Mad 'Max'? The Paradox of the Murdered Brooklyn Hasid

How does one reconcile Menachem Stark's image as a philanthropist in the Satmar community with that of an exploitative slumlord?

NEW YORK – The paradox of Menachem “Max” Stark became clear the moment he first article about the brutal murder of the Satmar father of seven and real estate investor was published. “Who didn’t want him dead?” screamed the New York Post front-page headline, touting an article alleging that the 39-year-old Hasid was a slumlord with a list of enemies “a mile long.” Yet at his funeral on bitter-cold Saturday night, attended by some 1,000 people standing on the streets of Williamsburg, Brooklyn, Stark was lauded as a pillar of his community.

How can Stark’s two faces — on the one hand a wealthy philanthropist in his community, but on the other an alleged exploiter when it came to business dealings outside of it — be reconciled? Should people compare Stark to crime-syndicate bosses, like the Jewish gangsters portrayed in the book, “But He Was Good To His Mother” ?

People in Williamsburg have been unequivocal. The Post headline was “pure anti-Semitism,” said Sarah Teitelbaum, a Satmar housewife who asked that her real name not be used. “He was a big ba'al tzedaka (giver of charity). Everybody only has good to say about him.” Leaders of the Hasidic sect as well as Brooklyn politicians condemned the headline.

Security footage showed Stark being attacked and pushed into a van late last Thursday night. His burned body was discovered Friday in a gas-station dumpster. New York City police have thus far not identified any suspects.

Subsequent accounts have detailed some of the financial and legal troubles Stark faced. With a partner he owned dozens of rental buildings with roughly 1,000 apartments in trendy Brooklyn neighborhoods including Williamsburg and Greenpoint. He had not paid tens of thousands of dollars in fines levied by the city for rental properties in severe disrepair, according to the Post, which also cited anonymous sources saying that Stark was desperately seeking loans from business associates the day he was abducted.

Stark’s business troubles date back at least a few years. The real estate trade paper The Real Deal reported in 2011 that he and a business partner had been sued for $51 million for defaulting on five separate loans. On the consumer review website Yelp, one tenant wrote that he lived in a building owned by Stark for five years and “the plumbing was a nightmare. The first-floor was overrun with big-ass rats. Electricity would randomly be shut off for days at a time.” Another poster wrote, “Think of every terrible stereotype and characterization you can possibly imagine when the phrase ‘New York City slumlords’ enters your head.”

Also in 2011, Stark was arrested by undercover cops and charged with assaulting a woman on a Manhattan subway, according to The New York Daily News. After the charges were dropped Stark filed a lawsuit against the city and later received “a payout” when he settled out of court.

Sources say that in fact there is no contradiction between the role Stark played in his Satmar community of Williamsburg, and how some tenants and legal documents say he behaved outside it.

“What you do to the goyim is not the same as what you do to Jews,” said Samuel Heilman, an expert on Hasidic communities like Satmar.
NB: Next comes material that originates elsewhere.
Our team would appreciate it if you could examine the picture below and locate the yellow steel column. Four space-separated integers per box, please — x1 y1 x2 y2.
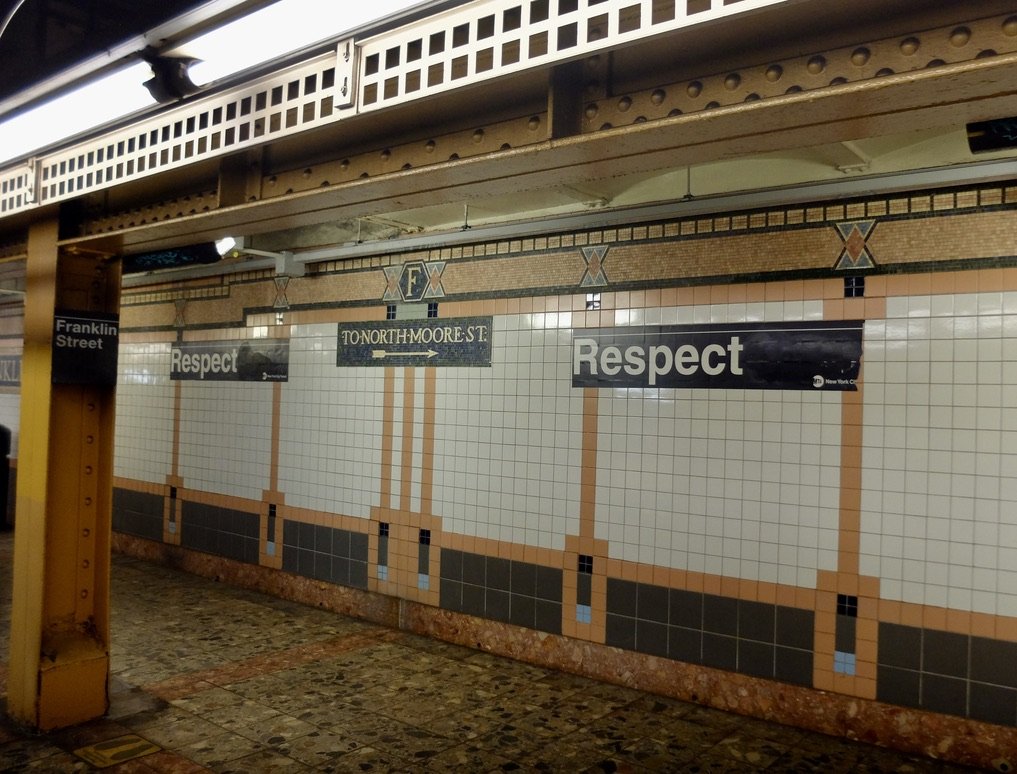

Heilman, author of “Defenders of the Faith: Inside Ultra-Orthodox Jewry” and a distinguished professor of sociology at Queens College, is currently at work on a book about succession battles in Hasidic courts.

That attitude stems from days when Jews were actively persecuted, he said. “Part of the collective mind-set in the crucible of history when this part of Jewry was formed, the outside world was filled with anti-Semitism and persecutors. The whole understanding of that was that you need to keep a distance from them, that they are a different level of human being,” Heilman told Haaretz.

According to Samuel Katz, who was brought up as a Satmar but later became secular, boys in the community are taught that non-Jews aren’t quite human. Speaking from Berlin, where he is doing biomedical research on a Fulbright fellowship, Katz explained that growing up in such a community, “you don’t see commonality with people who aren’t Jewish. There is a completely different taxonomy of people. There are Jews and then there are non-Jews, who don’t have souls.”

When the messiah comes, “every boy is taught that the bad goyim will be killed and the good gentiles will have the privilege of serving us, of being our slaves," he told Haaretz. "The way Stark dealt with tenants is part of that world view… It’s not taking advantage of them, [rather] that is the world order you’re taught to expect.”

“It informs your moral compass. Like all good people Stark was benevolent and generous to the people who he saw were like himself,” but not to other people, added Katz. “There’s an empathy 'blind spot' that imbues the Haredi outlook.”

But, Katz said he also finds some of the press coverage of Stark’s murder distressing. “The ‘other-ing’ of Hasidim is as abominable as what the Hasidim do to other people. We shouldn’t ‘other’ other people. No one should.”